Photos courtesy of Paramount PicturesView Slideshow ?
With season five of Mad Men on the horizon, I've been spending a lot of time watching old episodes and getting myself reacquainted with our friends at Sterling Cooper Draper Pryce (is the Cooper still happening, I wonder?). During this time, the evolution of Pete Campbell really stood out to me. It's easy to see Pete as an annoying, villainous little schmuck. After all, this is the guy who tried to blackmail our hero into giving him a promotion, seduced and tormented series golden girl Peggy Olson, and threw his wife's chicken out of a window during a tantrum.Try looking at this without punching your screen.
But, ever the contrarian, I have to admit that Pete is one of my favorite characters on the show. Not because I like petty villains, but because he's grown and developed so much since the show began. Holding the Pete Campbell of season four up against that of season one is an insane exercise. In 1965, Pete's happily married to ever-adorable Trudy, and they welcome their soon-to-be-bratty daughter Tammy. He's thrilled to be partner at Sterling Cooper Draper Pryce, where he has become indispensible. And he has the extremely grudging respect of Don Draper. In 1960, Pete was a weird, belligerent child who was indifferent to his wife on his good days and desperately panted for Don's approval (ensuring that he wouldn't get it). And honestly, his evolution from season to season has been almost as delightful to watch as Peggy's.
I like to think that a big chunk of Mad Men's narrative is Pete's education in human behavior. He's the Pinocchio of Sterling Cooper -- he was born a wooden doll, and now is still trying to act like a real boy. He spends a large chunk of season one trying to keep up with the casual and sexually charged banter of his male co-workers (his sordid description of his honeymoon -- "She's laying there, right? She kept looking at these maps, talking about all the things we were going to do... but we never did. Did you know that 600k gallons of water go over the falls per second? Per second!"), and bungling social interactions with clients and superiors. He fails at getting a promotion, he fails at blackmailing, and he fails at currying favor.
In season two, he has hardly changed. His distant and disapproving father dies in a plane crash, the very one he and his co-workers were nastily joking about earlier in the day. He admits to Don that he couldn't bring himself to cry, and didn't know what he was supposed to do. Don gives him some stern advice:
"Go home and be with your family."
"Because that's what people do."
Poor wooden Pete is completely at loss when faced with a situation like this -- he knows that an emotional response is expected -- and almost required -- but can't replicate it; and he doesn't know how to even give the appearance of replicating it. Then, during the Cuban Missile Crisis, he chooses to stay in New York rather than go to Rehoboth with Trudy and her parents. "If you really loved me," she pleas, "you would want to be with me." "You're right." Pete abandons his tearful muffin of a wife to declare his aspirational and misplaced love for Peggy, who kindly but firmly turns him down and lets him know about his given-up child. The last we see of him, he's sitting alone in his office, clinging to his absurd rifle and caring little about the impending nuclear disaster. Luckily for him, somewhere between seasons two and three he reconciled himself with who he and his wife are, and this is when Pete becomes really thrilling.

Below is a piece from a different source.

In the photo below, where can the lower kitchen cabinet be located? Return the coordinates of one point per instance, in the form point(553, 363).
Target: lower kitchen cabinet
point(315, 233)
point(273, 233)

Take Roger Sterling's Derby Day party in "My Old Kentucky Home," where Roger is showing off his new 20-year-old wife/celebrating his wealth. Don and Betty Draper, Pete and Trudy Campbell, and Harry and Jennifer Crane are all in attendance, and their respective attempts to fit in are met with varying degrees of success. In the middle of the party, Pete and Trudy take to the dance floor to show off their impeccable Charleston. This scene completely nails how far Pete has come since his first weaselly appearance. It is absurd and over-the-top, yes, but also truly endearing to watch this couple enjoy each other and the spotlight. Pete still seeks approval from people -- note how he keeps scanning the crowd to gauge reactions -- but he's actually successful at it now. He and Trudy Charlestonned away with the whole party, while the Cranes bumbled sweatily and the Sterlings looked like spectacular fools.Presented without comment.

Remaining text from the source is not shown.